Liu Xiyang, Jiang Jiewei, Zhang Kai, Long Erping, Cui Jiangtao, Zhu Mingmin, An Yingying, Zhang Jia, Liu Zhenzhen, Lin Zhuoling, Li Xiaoyan, Chen Jingjing, Cao Qianzhong, Li Jing, Wu Xiaohang, Wang Dongni, Lin Haotian
School of Computer Science and Technology, Xidian University, Xi'an, China.
School of Software, Xidian University, Xi'an, China.
PLoS One. 2017 Mar 17;12(3):e0168606. doi: 10.1371/journal.pone.0168606. eCollection 2017.
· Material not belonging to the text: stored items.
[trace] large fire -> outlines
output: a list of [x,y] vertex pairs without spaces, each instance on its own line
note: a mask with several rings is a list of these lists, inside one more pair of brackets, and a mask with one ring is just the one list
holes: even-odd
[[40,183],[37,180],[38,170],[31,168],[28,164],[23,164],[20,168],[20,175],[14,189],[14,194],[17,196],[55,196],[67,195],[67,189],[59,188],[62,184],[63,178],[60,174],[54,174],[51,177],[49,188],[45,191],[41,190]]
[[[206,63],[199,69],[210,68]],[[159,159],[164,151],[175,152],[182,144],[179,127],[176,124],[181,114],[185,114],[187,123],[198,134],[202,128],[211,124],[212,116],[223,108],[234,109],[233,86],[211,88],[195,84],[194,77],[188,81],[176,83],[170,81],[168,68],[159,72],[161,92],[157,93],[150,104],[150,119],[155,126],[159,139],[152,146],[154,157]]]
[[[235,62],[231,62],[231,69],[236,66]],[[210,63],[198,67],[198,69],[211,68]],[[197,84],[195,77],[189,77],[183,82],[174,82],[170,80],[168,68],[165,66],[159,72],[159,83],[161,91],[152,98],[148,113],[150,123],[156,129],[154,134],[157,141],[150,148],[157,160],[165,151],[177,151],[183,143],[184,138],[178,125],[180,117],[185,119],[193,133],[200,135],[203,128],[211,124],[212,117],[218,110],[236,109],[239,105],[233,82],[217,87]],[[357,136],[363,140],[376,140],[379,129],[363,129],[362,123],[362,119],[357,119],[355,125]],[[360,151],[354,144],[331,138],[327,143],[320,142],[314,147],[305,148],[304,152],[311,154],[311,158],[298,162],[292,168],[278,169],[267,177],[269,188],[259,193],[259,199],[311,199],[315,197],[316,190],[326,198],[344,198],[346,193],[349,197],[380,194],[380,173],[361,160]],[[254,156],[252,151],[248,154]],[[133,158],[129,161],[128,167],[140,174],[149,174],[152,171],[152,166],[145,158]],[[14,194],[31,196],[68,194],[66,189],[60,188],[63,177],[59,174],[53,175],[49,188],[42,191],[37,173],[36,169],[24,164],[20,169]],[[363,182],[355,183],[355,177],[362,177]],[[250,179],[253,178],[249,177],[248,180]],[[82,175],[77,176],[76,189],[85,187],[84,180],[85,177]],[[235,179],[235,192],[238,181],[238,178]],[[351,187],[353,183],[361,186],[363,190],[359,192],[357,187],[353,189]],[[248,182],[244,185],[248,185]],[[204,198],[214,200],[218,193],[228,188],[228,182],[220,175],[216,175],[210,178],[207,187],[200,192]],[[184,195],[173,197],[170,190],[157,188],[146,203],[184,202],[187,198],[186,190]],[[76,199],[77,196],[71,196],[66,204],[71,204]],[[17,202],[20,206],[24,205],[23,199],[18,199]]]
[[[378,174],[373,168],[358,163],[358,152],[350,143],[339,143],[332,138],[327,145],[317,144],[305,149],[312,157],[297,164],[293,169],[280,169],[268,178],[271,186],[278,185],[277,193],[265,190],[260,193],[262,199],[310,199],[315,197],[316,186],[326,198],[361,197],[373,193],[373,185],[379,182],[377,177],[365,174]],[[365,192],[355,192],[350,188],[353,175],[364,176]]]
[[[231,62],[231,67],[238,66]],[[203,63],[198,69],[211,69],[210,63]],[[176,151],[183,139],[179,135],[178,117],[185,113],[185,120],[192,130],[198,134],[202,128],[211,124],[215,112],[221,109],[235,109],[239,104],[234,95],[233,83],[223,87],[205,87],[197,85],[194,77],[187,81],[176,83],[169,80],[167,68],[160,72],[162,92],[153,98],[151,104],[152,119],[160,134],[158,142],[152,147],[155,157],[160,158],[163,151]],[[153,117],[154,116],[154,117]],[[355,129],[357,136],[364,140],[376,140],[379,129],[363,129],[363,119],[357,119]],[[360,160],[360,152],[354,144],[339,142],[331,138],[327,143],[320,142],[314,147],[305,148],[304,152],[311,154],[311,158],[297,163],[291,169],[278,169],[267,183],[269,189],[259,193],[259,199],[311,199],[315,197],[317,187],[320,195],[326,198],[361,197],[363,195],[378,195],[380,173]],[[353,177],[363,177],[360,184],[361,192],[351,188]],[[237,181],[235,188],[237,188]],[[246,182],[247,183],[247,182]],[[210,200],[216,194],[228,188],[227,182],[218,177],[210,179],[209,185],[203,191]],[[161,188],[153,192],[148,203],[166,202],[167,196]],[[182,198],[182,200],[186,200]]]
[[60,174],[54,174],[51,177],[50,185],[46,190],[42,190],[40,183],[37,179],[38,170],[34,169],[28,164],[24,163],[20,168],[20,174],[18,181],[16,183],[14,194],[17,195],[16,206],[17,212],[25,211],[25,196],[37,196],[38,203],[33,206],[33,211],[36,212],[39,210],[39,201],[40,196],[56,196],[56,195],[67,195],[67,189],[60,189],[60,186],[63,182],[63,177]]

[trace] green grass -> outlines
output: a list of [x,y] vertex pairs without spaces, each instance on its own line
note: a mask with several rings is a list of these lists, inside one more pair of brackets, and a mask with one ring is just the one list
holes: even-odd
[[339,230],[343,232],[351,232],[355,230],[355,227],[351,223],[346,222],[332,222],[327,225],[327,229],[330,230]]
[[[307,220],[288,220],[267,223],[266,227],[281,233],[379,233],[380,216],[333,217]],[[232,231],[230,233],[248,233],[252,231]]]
Slit-lamp images play an essential role for diagnosis of pediatric cataracts. We present a computer vision-based framework for the automatic localization and diagnosis of slit-lamp images by identifying the lens region of interest (ROI) and employing a deep learning convolutional neural network (CNN). First, three grading degrees for slit-lamp images are proposed in conjunction with three leading ophthalmologists. The lens ROI is located in an automated manner in the original image using two successive applications of Candy detection and the Hough transform, which are cropped, resized to a fixed size and used to form pediatric cataract datasets. These datasets are fed into the CNN to extract high-level features and implement automatic classification and grading. To demonstrate the performance and effectiveness of the deep features extracted in the CNN, we investigate the features combined with support vector machine (SVM) and softmax classifier and compare these with the traditional representative methods. The qualitative and quantitative experimental results demonstrate that our proposed method offers exceptional mean accuracy, sensitivity and specificity: classification (97.07%, 97.28%, and 96.83%) and a three-degree grading area (89.02%, 86.63%, and 90.75%), density (92.68%, 91.05%, and 93.94%) and location (89.28%, 82.70%, and 93.08%). Finally, we developed and deployed a potential automatic diagnostic software for ophthalmologists and patients in clinical applications to implement the validated model.
裂隙灯图像在小儿白内障诊断中起着至关重要的作用。我们提出了一种基于计算机视觉的框架,通过识别感兴趣的晶状体区域(ROI)并采用深度学习卷积神经网络(CNN)来自动定位和诊断裂隙灯图像。首先,与三位顶尖眼科医生共同提出了裂隙灯图像的三个分级程度。使用Canny检测和霍夫变换的两次连续应用,以自动方式在原始图像中定位晶状体ROI,对其进行裁剪、调整为固定大小并用于形成小儿白内障数据集。这些数据集被输入到CNN中以提取高级特征并实现自动分类和分级。为了证明在CNN中提取的深度特征的性能和有效性,我们研究了结合支持向量机(SVM)和softmax分类器的特征,并将其与传统代表性方法进行比较。定性和定量实验结果表明,我们提出的方法具有出色的平均准确率、灵敏度和特异性:分类(97.07%、97.28%和96.83%)以及三度分级面积(89.02%、86.63%和90.75%)、密度(92.68%、91.05%和93.94%)和位置(89.28%、82.70%和93.08%)。最后,我们开发并部署了一个潜在的自动诊断软件,供眼科医生和患者在临床应用中使用,以实现经过验证的模型。